The demand for people to join paid research studies is high, especially individuals who have relatively clean health histories. Opportunities range from single visits to studies taking place over months. Given the control group and placebo requirements for such projects, you can't guarantee that you'll be receiving groundbreaking medicine, but you can rest assured that you'll be making a contribution to the greater good. It's important, however, to know what you'll be getting into.
There are five phases of human drug trials, ranging from zero to four. The most common types conducted are Phase II and III trials, intended to respectively assess drug safety and efficacy. Phase I trials are conducted solely on healthy volunteers to see what doses accomplish what effects.
The oddities in the system are Phase 0 and IV. A Phase 0 trial is a specifically expedited form of review intended to provide small doses to only a few patients to see if anything happens. Phase IV trials are conducted using drugs that have received FDA approval to confirm that safety and efficacy are performing as expected in larger numbers of people.
When entering into a study, try to be as upfront as possible about your medical history. Especially when dealing with drug trials, people with predispositions, genetic or otherwise, can throw the data off significantly. Also, failing to disclose a known medical problem in a paid medical research trial may increase your risk.
Regulatory oversight tends to limit the amount of risk that subjects might face, but even a completely safe procedure may be more invasive that you're comfortable with. The more invasive a trial is, such as performing a medical implant or drawing fluid from your spine, generally the better it pays. The expectation of higher pay also applies when doing trials involving drugs.

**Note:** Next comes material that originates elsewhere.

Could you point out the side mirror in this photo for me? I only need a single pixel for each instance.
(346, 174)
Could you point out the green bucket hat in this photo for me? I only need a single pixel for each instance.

Non-invasive paid research covers a wide range of topics, but it's especially popular in the fields of psychology and cognition. There are also some types of bodily fluid donation, such as providing sperm for cryogenic experiments, that are considered non-invasive.
The clinic conducting paid research makes all the decisions about pay. Non-invasive, one-time studies typically pay upon completion of tasks. Others may only pay upon completion of a lengthy study, although most will pay a prorated amount to people who have credible reasons for dropping out. Pay typically ranges from $20 to $5,000, depending on study length.